The effort to reach the Huaorani was not abandoned but rather intensified. Within three weeks, Johnny Keenan, another pilot of the Ecuador Mission, was continuing the flights over the Huaorani village. More than twenty fliers from the United States promptly applied to take Nate's place. More than 1000 college students volunteered for foreign missions in direct response to the story of the Five Martyrs. In Ecuador, Indian attendance at mission schools and church services reached record levels, and the number of conversions skyrocketed. A Jivaro undertook to go at once to another Jivaro tribe that had been at war with his own tribe for years, bearing the Christian message, and his visit brought peace between the two tribes. Truly, as Tertullian said 1800 years ago, the blood of the martyrs is the seed of the Church.

In less than three years, Rachel Saint (sister of Nate Saint) and Elisabeth Elliot (widow of Jim Elliot) had not only renewed contact but had established permanent residence in a Huaorani settlement, where they practiced basic medicine and began the process of developing a written form of the language.

Nine years after the murder of the five missionaries, two of those who had killed Nate Saint and his companions baptized two of Nate's children, Kathy and Stephen Saint. In June 1995, at the request of the Huaorani, Nate's son Stephen moved to the settlement with his wife, Ginny, and their four children, to assist the Huaorani in developing greater internal leadership for a church committed to meeting the medical, economic, and social needs of their own people as a means of showing them God's love and his desire to provide for their eternal needs as well.

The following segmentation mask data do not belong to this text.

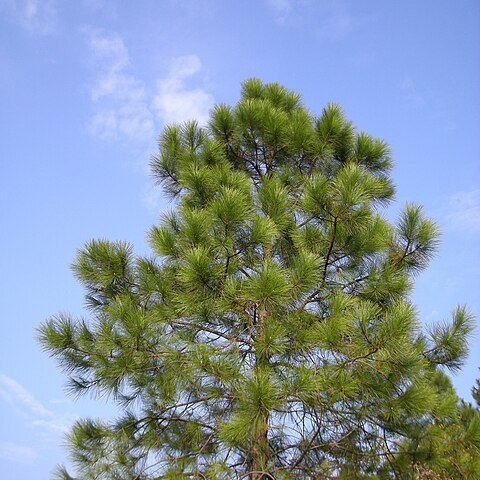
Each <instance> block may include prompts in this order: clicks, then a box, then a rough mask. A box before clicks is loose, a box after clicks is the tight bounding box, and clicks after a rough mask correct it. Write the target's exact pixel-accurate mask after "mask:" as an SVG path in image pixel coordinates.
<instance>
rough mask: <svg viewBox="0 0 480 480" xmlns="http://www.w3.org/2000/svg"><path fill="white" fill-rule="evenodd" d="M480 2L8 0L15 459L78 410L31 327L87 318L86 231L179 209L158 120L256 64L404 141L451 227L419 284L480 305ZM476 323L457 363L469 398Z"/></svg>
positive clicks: (36, 457)
mask: <svg viewBox="0 0 480 480" xmlns="http://www.w3.org/2000/svg"><path fill="white" fill-rule="evenodd" d="M479 25H480V3H479V2H478V1H477V0H471V1H469V0H459V1H456V2H452V1H448V0H443V1H441V0H423V1H422V2H417V1H414V0H408V1H403V2H395V1H385V0H378V1H377V0H366V1H362V2H358V1H354V0H351V1H347V0H345V1H343V0H335V1H334V0H318V1H314V0H258V1H253V0H250V1H242V2H238V1H233V0H224V1H221V0H197V1H195V0H183V1H182V0H158V1H153V0H152V1H148V0H142V1H138V2H126V1H124V2H122V1H116V2H115V1H113V0H112V1H109V0H82V1H81V0H78V1H60V0H0V139H1V140H0V165H1V172H0V195H1V208H0V222H1V223H0V225H1V227H0V245H1V252H2V255H1V258H0V265H1V270H2V275H1V277H0V282H1V288H0V294H1V304H2V315H1V322H2V348H1V350H0V421H1V426H2V427H1V431H0V476H1V477H2V478H9V479H20V480H23V479H27V478H28V479H30V478H37V479H44V478H45V479H46V478H49V474H50V472H51V470H52V468H53V467H54V466H55V464H56V463H58V462H63V461H65V459H66V455H65V452H64V451H63V450H62V449H61V447H60V444H61V442H62V438H63V434H64V432H65V431H66V429H68V427H69V425H71V423H72V422H73V421H74V420H75V418H77V417H79V416H84V415H93V416H106V417H109V416H111V415H112V414H113V412H112V409H111V408H110V407H109V406H108V405H107V404H106V403H105V401H103V400H94V399H82V400H79V401H75V402H74V401H72V399H69V398H68V397H67V396H66V395H65V391H64V389H63V385H64V381H65V377H64V376H63V375H62V374H61V373H60V371H59V370H58V368H57V367H56V365H55V363H54V362H53V361H52V360H51V359H49V358H48V357H47V356H46V355H45V354H43V353H42V352H41V350H40V348H39V346H38V345H37V343H36V341H35V327H36V326H37V325H38V324H39V323H40V322H41V321H43V320H44V319H46V318H47V317H49V316H50V315H52V314H55V313H58V312H60V311H66V312H71V313H72V314H74V315H77V316H80V315H82V314H84V315H85V314H86V312H85V311H84V309H83V298H82V295H83V292H82V290H81V289H80V287H79V285H78V284H77V283H76V281H75V280H74V279H73V276H72V274H71V271H70V269H69V264H70V263H71V261H72V259H73V257H74V255H75V252H76V250H77V248H79V247H81V246H82V245H83V244H84V242H85V241H87V240H88V239H91V238H107V239H111V240H114V239H118V240H120V239H121V240H128V241H130V242H132V243H133V244H134V245H135V250H136V252H137V253H139V254H142V253H147V252H148V247H147V244H146V241H145V232H146V231H147V229H148V228H149V227H150V225H152V224H153V223H154V222H155V221H157V219H158V217H159V214H160V212H161V211H162V210H163V209H165V208H168V204H167V203H166V202H165V201H164V200H163V198H162V194H161V191H159V190H158V189H157V188H154V187H153V184H152V181H151V179H150V178H149V172H148V161H149V157H150V155H151V154H152V153H154V152H155V144H156V137H157V135H158V133H159V132H160V131H161V128H162V126H163V125H165V124H166V123H168V122H172V121H182V120H185V119H188V118H192V117H194V118H197V119H199V120H200V121H204V120H205V118H206V117H207V115H208V111H209V108H210V107H211V106H212V105H213V104H214V102H227V103H233V102H235V101H236V99H238V96H239V85H240V82H241V81H242V80H244V79H245V78H248V77H251V76H257V77H260V78H262V79H263V80H265V81H278V82H280V83H282V84H284V85H285V86H287V87H289V88H291V89H293V90H296V91H298V92H301V93H302V94H303V97H304V101H305V104H306V105H307V106H308V107H309V108H310V109H311V111H312V112H314V113H320V111H321V109H322V107H323V106H324V105H325V104H326V103H327V102H338V103H340V104H342V105H343V107H344V110H345V112H346V114H347V116H348V117H349V118H350V119H351V120H352V121H353V122H354V123H355V124H356V125H357V126H358V128H359V129H361V130H365V131H367V132H369V133H371V134H373V135H375V136H378V137H381V138H383V139H385V140H386V141H387V142H389V143H390V145H391V147H392V150H393V154H394V158H395V162H396V167H395V170H394V179H395V183H396V185H397V188H398V192H397V201H396V203H395V204H394V205H393V206H392V207H391V209H390V215H392V217H394V216H395V214H396V213H397V212H398V210H399V209H400V208H401V206H402V205H404V204H405V202H407V201H414V202H418V203H421V204H423V205H424V207H425V212H426V213H427V214H428V215H429V216H430V217H432V218H434V219H435V220H436V221H437V222H438V223H439V224H440V225H441V229H442V231H443V237H442V245H441V247H440V251H439V254H438V256H437V257H436V258H435V259H434V260H433V261H432V263H431V266H430V268H429V269H428V270H427V271H426V272H424V273H422V274H421V275H420V276H419V277H418V278H417V282H416V288H415V291H414V294H413V297H414V301H415V302H416V304H417V305H418V310H419V312H420V316H421V319H422V321H424V322H425V323H426V324H428V323H430V322H432V321H441V320H442V319H445V318H448V317H449V315H450V312H451V311H452V309H453V308H454V307H455V305H456V304H458V303H466V304H468V305H469V306H470V308H471V310H472V311H473V312H474V313H476V315H477V316H479V315H480V301H479V295H478V290H479V285H480V281H479V280H480V275H479V268H478V267H479V263H480V262H479V260H480V256H479V253H480V252H479V247H478V245H479V238H480V182H479V179H480V175H479V170H480V168H479V166H480V163H479V159H480V135H479V133H480V88H479V85H480V27H479ZM478 335H479V332H477V335H476V337H475V338H474V339H472V352H471V355H470V357H469V360H468V362H467V365H466V366H465V368H464V369H463V370H462V372H461V373H459V374H457V375H456V376H455V377H454V383H455V385H456V386H457V388H458V390H459V392H460V394H461V395H463V396H464V397H465V398H468V396H469V390H470V388H471V386H472V385H473V383H474V379H475V378H476V377H478V376H479V371H478V366H479V365H480V349H479V348H478V345H479V338H480V337H479V336H478Z"/></svg>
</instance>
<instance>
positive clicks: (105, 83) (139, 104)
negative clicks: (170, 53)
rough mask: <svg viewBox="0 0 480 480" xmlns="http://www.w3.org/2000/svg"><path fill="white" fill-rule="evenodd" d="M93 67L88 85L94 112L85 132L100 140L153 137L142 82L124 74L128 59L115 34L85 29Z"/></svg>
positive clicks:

Why did the Huaorani suddenly turn hostile? Much later, one of the Huaorani who had helped to kill the five martyrs explained that the tribe, who had had almost no contact with outsiders that did not involve killing or attempted killing on one side or another, wondered why the whites wanted to make contact with them; and while they wanted to believe that their visitors were friendly, they feared a trap. After the killings, they realized their mistake. When they were attacked, one of the missionaries fired two shots as warnings, and one shot grazed a Huaorani who was hiding in the brush, unknown to the missionaries. It was therefore clear that the visitors had weapons, were capable of killing, and had chosen not to do so. Thus, the Huaorani realized that the visitors were indeed their friends, willing to die for them if necessary. When in subsequent months they heard the message that the Son of God had come down from heaven to reconcile men with God, and to die in order to bring about that reconciliation, they recognized that the message of the missionaries was the basis of what they had seen enacted in the lives of the missionaries. They believed the Gospel preached because they had seen the Gospel lived.